La IA mejora el rendimiento inmediato, pero debilita la autonomía mental
Un estudio pionero, aún no revisado por pares, revela que el uso de herramientas de inteligencia artificial (IA) para tareas que requieren razonamiento —desde escribir hasta resolver problemas matemáticos— puede tener un efecto negativo en la capacidad cognitiva humana. Según los investigadores, aunque la IA acelera la resolución de problemas, su uso prolongado reduce la motivación y la perseverancia ante dificultades.
«La asistencia de la IA mejora el rendimiento inmediato, pero conlleva un alto costo cognitivo», afirman los autores del estudio. Tras solo unos minutos de uso, quienes dependieron de la IA mostraron un peor desempeño y abandonaron las tareas con mayor frecuencia que quienes no la emplearon.
El efecto «rana hervida» y la erosión silenciosa de nuestras capacidades
Los científicos, pertenecientes a universidades de EE.UU. y Reino Unido, advierten que el uso constante de IA podría generar un fenómeno similar al «efecto rana hervida»: un deterioro gradual e imperceptible de nuestras habilidades cognitivas. «Si la IA erosiona la motivación y la persistencia necesarias para el aprendizaje a largo plazo, estos efectos se acumularán con los años y, cuando sean evidentes, serán difíciles de revertir», explican en el informe.
Experimentos revelan consecuencias inmediatas
Para llegar a estas conclusiones, los investigadores realizaron tres experimentos con más de 1.200 participantes. En el primero, alrededor de 350 personas intentaron resolver ecuaciones de fracciones. La mitad recibió acceso a un chatbot basado en GPT-5, diseñado para proporcionar respuestas específicas. La otra mitad trabajó sin ayuda.
Al principio, el chatbot facilitó la tarea, pero al retirar su acceso a mitad del examen, los participantes que lo habían usado mostraron un declive en su capacidad para resolver problemas sin ayuda y una mayor tendencia a rendirse ante la dificultad.
En un segundo experimento, con casi 670 participantes, se repitió el patrón: quienes usaron IA inicialmente rindieron mejor, pero al quedarse sin su apoyo, su desempeño y perseverancia cayeron drásticamente. Un tercer experimento, con 200 personas, confirmó estos resultados incluso en tareas de comprensión lectora.
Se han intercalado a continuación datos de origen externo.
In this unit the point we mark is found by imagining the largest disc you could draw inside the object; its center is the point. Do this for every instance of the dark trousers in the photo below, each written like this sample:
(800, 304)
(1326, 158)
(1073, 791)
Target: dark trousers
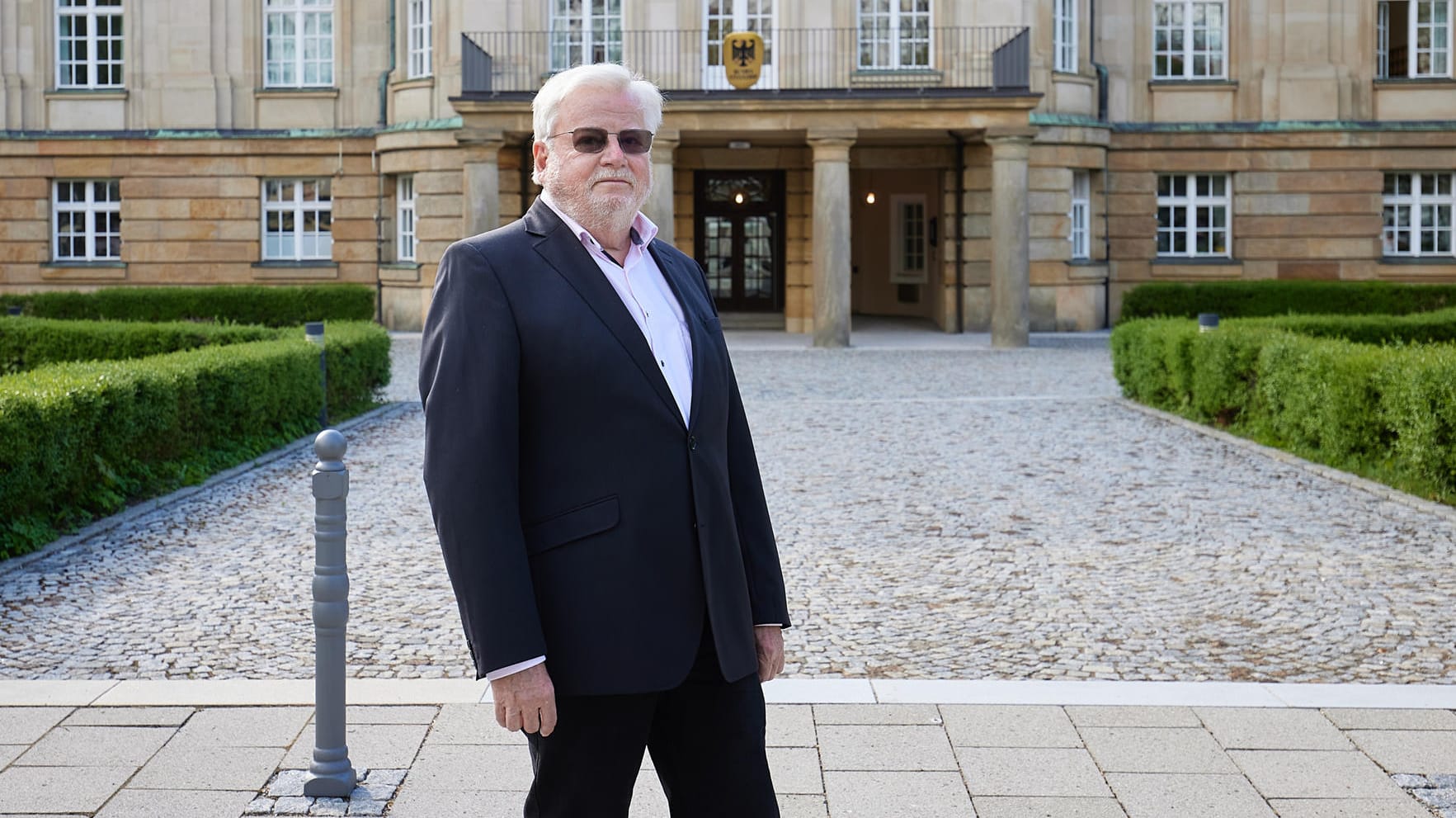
(706, 740)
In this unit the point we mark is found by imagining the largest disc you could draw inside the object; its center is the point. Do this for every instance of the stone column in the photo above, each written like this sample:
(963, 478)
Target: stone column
(1011, 241)
(832, 270)
(481, 184)
(658, 206)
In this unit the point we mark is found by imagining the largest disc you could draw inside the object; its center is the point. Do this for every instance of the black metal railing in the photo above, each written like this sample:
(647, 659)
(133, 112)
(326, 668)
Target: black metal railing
(942, 60)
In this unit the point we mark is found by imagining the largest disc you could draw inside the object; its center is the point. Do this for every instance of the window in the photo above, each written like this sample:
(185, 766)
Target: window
(297, 220)
(894, 34)
(1193, 215)
(1081, 207)
(1065, 32)
(584, 31)
(405, 218)
(1412, 38)
(1189, 40)
(87, 44)
(1418, 213)
(297, 43)
(421, 51)
(87, 218)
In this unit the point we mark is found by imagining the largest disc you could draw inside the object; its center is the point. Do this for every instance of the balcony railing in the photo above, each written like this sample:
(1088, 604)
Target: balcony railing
(953, 62)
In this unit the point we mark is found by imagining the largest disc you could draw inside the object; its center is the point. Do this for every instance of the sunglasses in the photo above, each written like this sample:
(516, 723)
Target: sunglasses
(595, 140)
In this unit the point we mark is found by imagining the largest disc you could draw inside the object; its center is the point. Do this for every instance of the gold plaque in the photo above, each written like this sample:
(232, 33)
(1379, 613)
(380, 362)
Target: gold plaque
(743, 59)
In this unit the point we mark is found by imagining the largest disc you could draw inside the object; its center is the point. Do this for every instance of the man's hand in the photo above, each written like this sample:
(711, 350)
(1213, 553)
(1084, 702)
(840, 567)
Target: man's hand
(527, 700)
(769, 639)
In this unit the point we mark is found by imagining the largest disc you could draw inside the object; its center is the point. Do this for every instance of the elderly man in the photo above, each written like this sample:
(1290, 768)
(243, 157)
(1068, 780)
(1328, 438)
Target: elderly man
(595, 486)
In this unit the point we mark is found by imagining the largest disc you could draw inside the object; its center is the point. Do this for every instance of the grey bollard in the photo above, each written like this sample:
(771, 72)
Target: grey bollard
(331, 774)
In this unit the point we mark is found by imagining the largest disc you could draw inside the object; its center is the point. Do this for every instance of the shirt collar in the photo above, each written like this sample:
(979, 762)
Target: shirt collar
(643, 228)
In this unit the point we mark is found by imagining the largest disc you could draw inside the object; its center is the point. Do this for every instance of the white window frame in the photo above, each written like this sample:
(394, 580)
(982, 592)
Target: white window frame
(1081, 215)
(1202, 194)
(893, 37)
(405, 244)
(588, 34)
(98, 210)
(1185, 24)
(291, 201)
(1065, 35)
(91, 15)
(420, 32)
(299, 43)
(1420, 209)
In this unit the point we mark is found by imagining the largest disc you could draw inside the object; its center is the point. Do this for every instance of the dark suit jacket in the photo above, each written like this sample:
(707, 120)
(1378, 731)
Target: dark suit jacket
(578, 515)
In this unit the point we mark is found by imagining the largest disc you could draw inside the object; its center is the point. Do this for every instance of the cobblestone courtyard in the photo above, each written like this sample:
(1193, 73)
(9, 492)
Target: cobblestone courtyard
(948, 512)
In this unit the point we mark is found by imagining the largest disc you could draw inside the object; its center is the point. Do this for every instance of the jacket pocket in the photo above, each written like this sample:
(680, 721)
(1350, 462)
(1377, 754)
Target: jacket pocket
(582, 521)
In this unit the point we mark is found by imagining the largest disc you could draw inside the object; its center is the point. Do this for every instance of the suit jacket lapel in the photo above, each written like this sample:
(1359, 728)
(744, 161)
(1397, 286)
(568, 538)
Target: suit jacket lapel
(563, 253)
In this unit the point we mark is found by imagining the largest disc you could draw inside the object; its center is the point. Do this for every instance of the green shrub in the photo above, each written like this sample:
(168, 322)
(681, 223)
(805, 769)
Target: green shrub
(1250, 300)
(232, 304)
(82, 439)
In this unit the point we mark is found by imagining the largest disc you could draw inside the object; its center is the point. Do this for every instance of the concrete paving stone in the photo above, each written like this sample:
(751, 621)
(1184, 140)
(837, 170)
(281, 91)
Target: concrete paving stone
(1349, 808)
(877, 715)
(1162, 795)
(129, 716)
(97, 747)
(993, 725)
(26, 725)
(1132, 716)
(192, 804)
(1048, 772)
(430, 802)
(987, 806)
(1313, 773)
(190, 768)
(470, 724)
(795, 770)
(59, 789)
(1251, 728)
(1408, 751)
(370, 745)
(1157, 749)
(884, 747)
(789, 725)
(470, 768)
(896, 795)
(243, 726)
(1375, 719)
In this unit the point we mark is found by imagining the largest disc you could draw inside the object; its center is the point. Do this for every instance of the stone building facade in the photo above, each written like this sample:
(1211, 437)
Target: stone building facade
(1010, 162)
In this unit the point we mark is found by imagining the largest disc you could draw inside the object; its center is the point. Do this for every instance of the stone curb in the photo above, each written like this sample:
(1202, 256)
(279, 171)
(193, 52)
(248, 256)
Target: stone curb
(148, 506)
(1356, 481)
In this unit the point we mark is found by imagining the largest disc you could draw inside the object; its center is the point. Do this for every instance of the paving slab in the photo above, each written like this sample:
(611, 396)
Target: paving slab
(59, 789)
(789, 725)
(896, 795)
(989, 806)
(1164, 795)
(191, 804)
(1133, 716)
(1031, 772)
(884, 747)
(1349, 808)
(1241, 728)
(1366, 719)
(1313, 773)
(1157, 749)
(985, 725)
(1408, 751)
(97, 747)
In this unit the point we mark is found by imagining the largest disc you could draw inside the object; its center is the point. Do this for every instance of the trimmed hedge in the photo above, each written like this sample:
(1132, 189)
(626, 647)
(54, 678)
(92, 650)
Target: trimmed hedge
(26, 343)
(1385, 412)
(1252, 300)
(229, 304)
(83, 437)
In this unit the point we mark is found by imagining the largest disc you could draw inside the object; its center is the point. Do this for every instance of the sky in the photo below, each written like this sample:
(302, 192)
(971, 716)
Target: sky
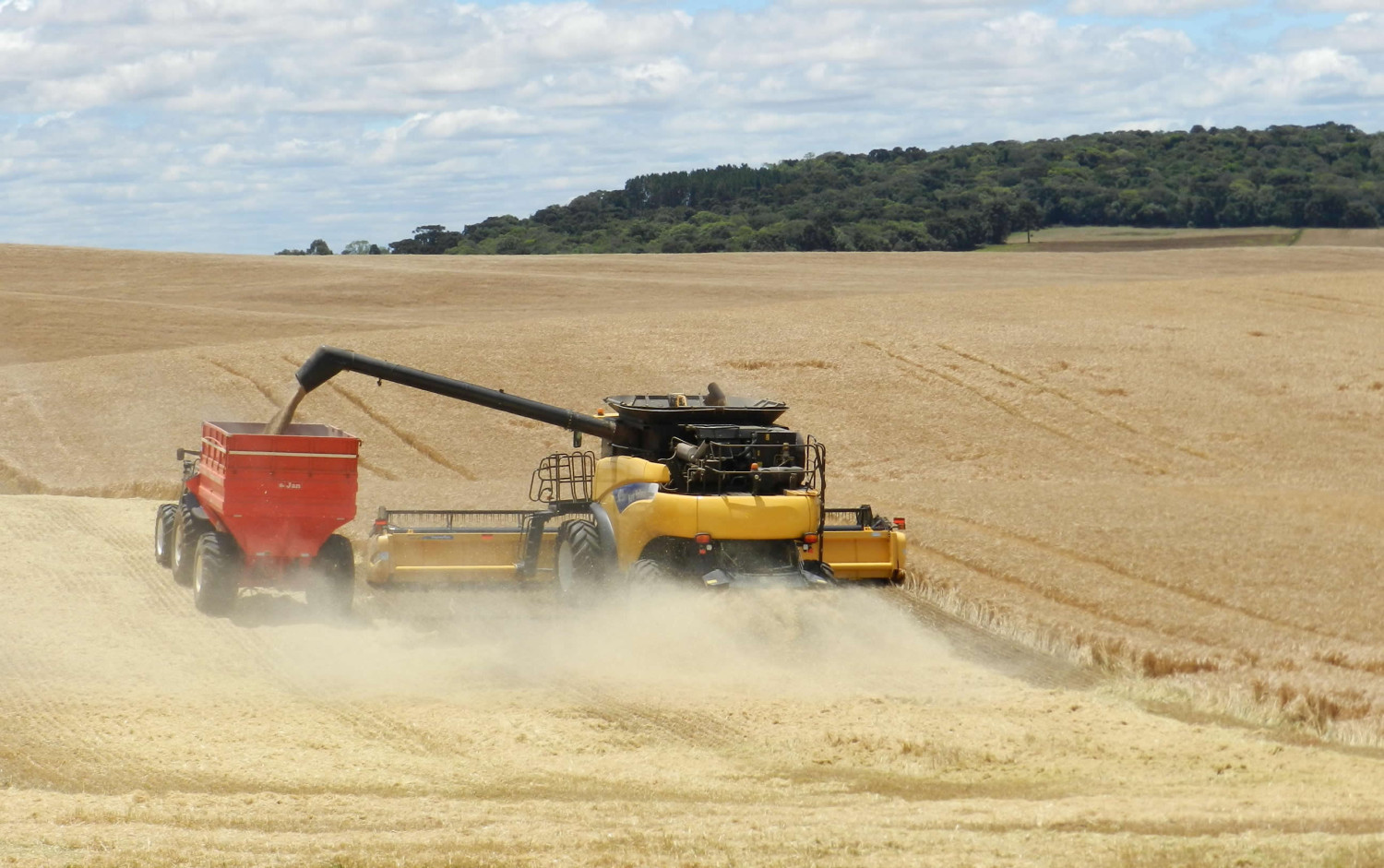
(246, 126)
¿Estamos delegando demasiado a la IA?
Los expertos subrayan que, aunque la IA es una herramienta valiosa, su uso indiscriminado podría debilitar habilidades esenciales como el pensamiento crítico y la resiliencia. «Cada pequeño uso puede parecer inofensivo, pero en conjunto, erosionan nuestra autonomía mental», advierten.
El estudio, que aún requiere validación científica, se suma a investigaciones previas que alertan sobre los riesgos de una dependencia excesiva de la tecnología en procesos cognitivos.